AW: This invites a long marketing-y answer that I'm not going to indulge in, so let me be as brief as I can: Our product is easy as heck to install, grow, manage, and evolve across heterogeneous hardware versions. That fact, more than any of the gory technical stuff that I usually talk about, resonates with our customers a lot.

Now regarding that gory technical stuff... I think that we are frankly just doing a lot more interesting innovation than any of the other companies that you are asking me to compare to. We use SDN switching in the product to help achieve scale. We've also written two research papers that talk about other detailed technical aspects of the stuff that we are building.

The bottom line with these papers is that building storage for emerging high performance nonvolatile memories is different. Software needs to get out of the way more than it ever has. The IO path is getting fast enough that storage systems are starting to face problems from other domains: efficient data movement between PCIe devices at these rates is traditionally the remit of software routers, not storage systems, and so we are borrowing tools and techniques from network data paths (Intel's DPDK, for example) to build storage.

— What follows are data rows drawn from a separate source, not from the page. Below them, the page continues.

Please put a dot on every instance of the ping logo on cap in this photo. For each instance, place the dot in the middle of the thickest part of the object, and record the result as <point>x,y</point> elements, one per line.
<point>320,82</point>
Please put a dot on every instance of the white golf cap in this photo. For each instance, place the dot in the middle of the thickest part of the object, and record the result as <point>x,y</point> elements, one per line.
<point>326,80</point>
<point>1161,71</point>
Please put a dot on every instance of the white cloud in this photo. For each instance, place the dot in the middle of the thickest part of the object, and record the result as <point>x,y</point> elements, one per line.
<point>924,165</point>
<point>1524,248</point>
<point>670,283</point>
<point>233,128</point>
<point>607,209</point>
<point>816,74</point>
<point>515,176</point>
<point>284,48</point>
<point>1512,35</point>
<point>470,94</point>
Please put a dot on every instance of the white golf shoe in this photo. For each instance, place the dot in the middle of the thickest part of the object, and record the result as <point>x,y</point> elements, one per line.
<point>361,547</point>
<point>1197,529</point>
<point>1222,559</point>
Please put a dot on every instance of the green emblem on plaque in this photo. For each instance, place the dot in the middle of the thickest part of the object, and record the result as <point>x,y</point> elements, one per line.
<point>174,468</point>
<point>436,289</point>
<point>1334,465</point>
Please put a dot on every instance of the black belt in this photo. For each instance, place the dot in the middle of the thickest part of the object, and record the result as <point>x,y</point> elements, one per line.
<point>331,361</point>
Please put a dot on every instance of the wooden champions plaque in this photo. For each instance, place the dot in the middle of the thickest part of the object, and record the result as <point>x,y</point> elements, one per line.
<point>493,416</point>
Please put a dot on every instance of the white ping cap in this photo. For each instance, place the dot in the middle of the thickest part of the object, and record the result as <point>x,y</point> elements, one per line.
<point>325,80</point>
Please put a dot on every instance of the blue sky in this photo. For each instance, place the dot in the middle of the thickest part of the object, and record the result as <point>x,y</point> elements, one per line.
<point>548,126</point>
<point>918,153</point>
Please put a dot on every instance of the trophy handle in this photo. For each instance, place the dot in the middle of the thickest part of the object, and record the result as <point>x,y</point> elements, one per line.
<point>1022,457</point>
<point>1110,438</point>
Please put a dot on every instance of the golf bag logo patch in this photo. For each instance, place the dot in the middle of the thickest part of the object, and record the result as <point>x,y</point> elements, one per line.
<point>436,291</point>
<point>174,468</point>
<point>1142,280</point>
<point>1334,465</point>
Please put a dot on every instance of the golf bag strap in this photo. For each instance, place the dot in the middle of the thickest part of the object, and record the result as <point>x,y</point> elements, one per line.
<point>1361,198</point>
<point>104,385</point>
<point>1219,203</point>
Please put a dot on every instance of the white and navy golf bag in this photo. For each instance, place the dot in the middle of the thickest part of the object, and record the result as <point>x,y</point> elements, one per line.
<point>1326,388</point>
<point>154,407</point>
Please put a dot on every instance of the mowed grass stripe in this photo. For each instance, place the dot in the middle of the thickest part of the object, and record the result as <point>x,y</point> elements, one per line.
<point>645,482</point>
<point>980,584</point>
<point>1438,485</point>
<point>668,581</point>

Similarly, managing allocations of fast NVMe or NVDIMM memory looks more like managing RAM than it does like disks. We've made some significant algorithmic contributions to efficiently tracking application miss ratio curves to help efficiently address these issues on storage class memories.

El Reg: Why should customers risk their business by buying kit from an immature startup?

Clearly, some customers feel that we offer a benefit that make this risk worthwhile. Conservative customers that want storage systems that have been proven over more years than we have been in business have a valid and defensible position. They are, by that definition, not part of our addressable market right now. However, from this perspective, my addressable market is growing year on year.

This aspect of growing a storage company is hard. It's not just technology, it's relationships and trust. To be very candid with you, finding customers who believe in our story and who are willing to place a bet on us is one of the things that I have enjoyed the most about building this company so far. Those customers bet on us because they believe in our technical vision, because we are hungry, and because our survival as a business depends on us not letting a single one of those customers fail to successfully deploy and use our product.

El Reg: Coho Data positions its MicroArray against VMAX, which is the acme of an enterprise-class enterprise array with a solid set of proven data management and protection services. What level of data management does Coho have in comparison and what data protection services does Coho offer?

AW: With a specific mind to the VMware use case, which has been our (pragmatic) focus to date, we have: thin provisioning, auto-tiering, scheduled snapshots at a per-VM granularity, completely automated cluster scale-out (with data and connection rebalancing), node eviction, and dynamic load balancing of both active client connections and stored capacity. 

Getting into a race for feature parity with VMAX is a fool's errand

We integrate with Vsphere and OpenStack for per-VM workload reporting, provisioning, snapshot operations, and storage APIs such as VAAI.

Regarding data protection, we currently offer configurable n-way replication.  Erasure coding will follow, more on this in a sec.

We don't currently implement deduplication or compression. As with erasure coding, we elected to delay building features that risked compromising the levels of PCIe/NVMe (and soon to be NVDIMM) performance that we wanted the architecture to be able to achieve. We do a good job in terms of the economics of data reduction in the current system by merit of both auto-tiering cold data to cheaper media, and by supporting efficient data sharing on snapshot/clone operations. That said, richer data reduction will appear with the release of our initial all-flash product.